QUALITY OF LIFE: Workers derive great benefits when given the flexibility of working at home. Cisco’s employees telecommute, on average, two days a week and:

  • 69 percent experience increased productivity
  • 75 percent reported timeliness of work improved
  • 67 percent reported that the overall quality of their work improved
  • 80 percent experienced an improved quality of life5

In 2010, researchers from Penn State analyzed 46 studies of telecommuting conducted over two decades and covering almost 13,000 employees. The results: working from home has “favorable effects on perceived autonomy, work-family conflict, job satisfaction, performance, turnover intent and stress.”6

the social animal
Every benefit has its downside. Mobility may lead to greater autonomy; it can also, however, lead to greater isolation. Humans are social animals; the desire to communicate and connect seems hardwired into our very nature.

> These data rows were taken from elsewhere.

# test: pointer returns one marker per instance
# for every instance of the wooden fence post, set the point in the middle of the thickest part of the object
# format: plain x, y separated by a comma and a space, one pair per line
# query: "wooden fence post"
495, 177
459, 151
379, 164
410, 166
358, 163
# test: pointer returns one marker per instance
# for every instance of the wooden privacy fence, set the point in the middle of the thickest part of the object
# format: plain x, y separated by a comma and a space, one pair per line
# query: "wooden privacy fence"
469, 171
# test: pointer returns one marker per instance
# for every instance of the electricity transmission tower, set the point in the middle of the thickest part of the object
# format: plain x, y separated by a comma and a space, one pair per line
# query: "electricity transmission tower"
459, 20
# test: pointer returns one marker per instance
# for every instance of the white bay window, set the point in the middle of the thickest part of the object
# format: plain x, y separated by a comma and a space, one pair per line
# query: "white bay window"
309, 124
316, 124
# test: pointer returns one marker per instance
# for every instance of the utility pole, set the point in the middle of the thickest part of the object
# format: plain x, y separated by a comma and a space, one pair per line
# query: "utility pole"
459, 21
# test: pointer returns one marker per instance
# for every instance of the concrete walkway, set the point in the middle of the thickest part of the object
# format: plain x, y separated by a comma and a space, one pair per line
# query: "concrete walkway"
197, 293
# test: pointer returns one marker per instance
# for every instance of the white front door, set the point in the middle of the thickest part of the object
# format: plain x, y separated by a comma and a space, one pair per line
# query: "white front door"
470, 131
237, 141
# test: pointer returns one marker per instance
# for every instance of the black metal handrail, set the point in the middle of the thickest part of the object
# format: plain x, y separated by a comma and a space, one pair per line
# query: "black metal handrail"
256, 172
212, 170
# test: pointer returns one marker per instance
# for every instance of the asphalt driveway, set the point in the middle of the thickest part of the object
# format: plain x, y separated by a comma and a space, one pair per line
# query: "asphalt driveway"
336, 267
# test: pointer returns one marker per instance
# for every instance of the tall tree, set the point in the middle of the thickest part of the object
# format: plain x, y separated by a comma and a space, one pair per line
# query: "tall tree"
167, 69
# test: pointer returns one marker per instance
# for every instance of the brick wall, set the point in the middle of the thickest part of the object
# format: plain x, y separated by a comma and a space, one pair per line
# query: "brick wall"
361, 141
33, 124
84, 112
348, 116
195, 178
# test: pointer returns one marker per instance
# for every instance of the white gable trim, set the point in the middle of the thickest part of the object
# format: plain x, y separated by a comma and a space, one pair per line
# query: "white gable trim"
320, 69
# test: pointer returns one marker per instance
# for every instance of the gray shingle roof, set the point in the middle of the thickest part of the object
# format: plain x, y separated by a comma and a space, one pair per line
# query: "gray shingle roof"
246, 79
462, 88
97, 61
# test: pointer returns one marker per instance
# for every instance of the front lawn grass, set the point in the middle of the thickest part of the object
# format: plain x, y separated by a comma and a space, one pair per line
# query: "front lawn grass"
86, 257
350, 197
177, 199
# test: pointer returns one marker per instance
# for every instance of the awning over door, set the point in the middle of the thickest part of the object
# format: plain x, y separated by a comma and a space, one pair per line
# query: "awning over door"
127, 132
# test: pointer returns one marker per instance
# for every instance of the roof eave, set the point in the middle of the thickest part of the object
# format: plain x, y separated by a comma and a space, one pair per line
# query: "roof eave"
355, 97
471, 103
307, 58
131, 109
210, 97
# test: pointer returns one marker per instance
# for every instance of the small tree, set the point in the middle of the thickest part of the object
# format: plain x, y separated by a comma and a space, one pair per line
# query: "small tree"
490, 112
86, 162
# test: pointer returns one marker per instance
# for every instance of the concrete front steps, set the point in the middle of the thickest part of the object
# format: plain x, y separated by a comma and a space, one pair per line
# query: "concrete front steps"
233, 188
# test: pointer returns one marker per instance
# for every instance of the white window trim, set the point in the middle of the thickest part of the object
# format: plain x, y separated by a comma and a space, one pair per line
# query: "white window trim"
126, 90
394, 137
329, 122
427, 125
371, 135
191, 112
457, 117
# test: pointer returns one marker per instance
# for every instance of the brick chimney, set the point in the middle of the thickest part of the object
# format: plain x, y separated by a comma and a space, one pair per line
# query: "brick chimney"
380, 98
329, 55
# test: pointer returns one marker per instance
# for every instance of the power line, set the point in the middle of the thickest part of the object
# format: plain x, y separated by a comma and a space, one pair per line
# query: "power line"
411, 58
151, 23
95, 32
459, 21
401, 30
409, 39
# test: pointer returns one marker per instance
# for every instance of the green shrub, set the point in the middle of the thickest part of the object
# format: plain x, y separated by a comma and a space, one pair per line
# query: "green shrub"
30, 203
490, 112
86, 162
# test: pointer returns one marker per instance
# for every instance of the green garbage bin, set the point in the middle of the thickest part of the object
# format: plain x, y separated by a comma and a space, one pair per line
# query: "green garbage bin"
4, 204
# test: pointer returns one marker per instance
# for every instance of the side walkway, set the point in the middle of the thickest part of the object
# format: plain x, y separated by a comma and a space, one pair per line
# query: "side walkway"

I love my smartphone and my tablet because they allow me to work freely in or out of the office. I can teleconference with colleagues anywhere in the world. But I also still want to talk to colleagues face to face. Socializing, collaboration and in-person meetings are vitally important to our psyche and our creativity. Whenever I’m asked if the office will disappear, I resort to one psychological fact: human beings are social animals who need physical contact to survive.

Karen Sobel Lojeski and Richard R. Reilly, authors of Uniting the Virtual Workforce, coined the term ‘virtual distance’ to refer to the disconnect that occurs when people spend more time with computers than with each other. Whether it’s an associate who is a continent away, communicating by teleconference, or an associate a cubicle away who emails instead of dropping by, a gulf exists. Too many tech sources can actually inhibit the give-and-take nature of face-to-face spontaneity.7

The reality is, even though our mobility frees us from the constraints of the traditional workplace, the office is an important aspect in our ability to develop and be innovative.

choosing bricks or clicks
Consider these words addressing workplace flexibility: “It’s about attracting and retaining top talent in the workforce and empowering them to do their jobs, and judging their success by the results that they get—not by how many meetings they attend or how much face time they log.” Steve Jobs didn’t say that; President Barack Obama did, in a 2010 speech at his White House Forum on Workplace Flexibility.

In a knowledge-based economy, such as what exists today, the office is not a place to simply house equipment, documents and the people necessary for work to take place. It’s really a site for facilitating the flow of information between and among people; a place where workers create formal and informal networks for a sense of community. As part of the research for my book, I looked at the workplace strategies of four different companies. Three are located in the San Francisco Bay area and one is in Toronto, Canada. Each has its own way of promoting collaboration and community through mobility.